As a parent, being without our children is our worst possible nightmare. Many of us are dealing with that nightmare. The good thing is I have come to realize it’s only a nightmare- only temporary. The separation is an illusion. It’s a dream. That knowledge, and that knowledge alone, is what I have to rely on to sustain me through this. But, it cuts both ways. Knowing where I am going gives me the strength to keep moving forward. At the same time it’s difficult to focus on being here at times. I just want to sprint to the finish line.

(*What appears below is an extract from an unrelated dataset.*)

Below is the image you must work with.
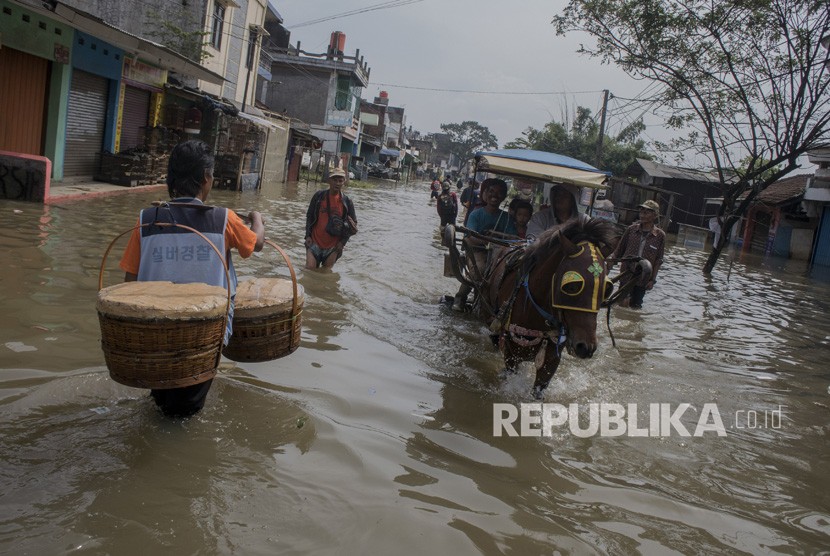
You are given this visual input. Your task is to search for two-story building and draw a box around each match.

I’m in a couple of groups on Facebook with people who have had Near Death Experiences. They’ve peeked underneath the veil and know what awaits us on the other side. A couple of things are nearly universal about people who have had Near Death Experiences. They lose all fear of death and they have a renewed zest for life. As they describe for me the joy and bliss that await us, I can’t help wonder how and why they can have this renewed sense of gratitude for the drudgery of this life, but almost universally they do. They tell us this life has meaning and purpose and if we are here, it’s for a reason. I’m trying to wrap my head around that.
Even though I disagree with the theology of the song “It Is Well With My Soul”, i have to admit it’s one of the most moving songs I’ve ever heard. It usually brings me to tears. It ends “And, Lord, haste the day when my faith shall be sight…” Amen.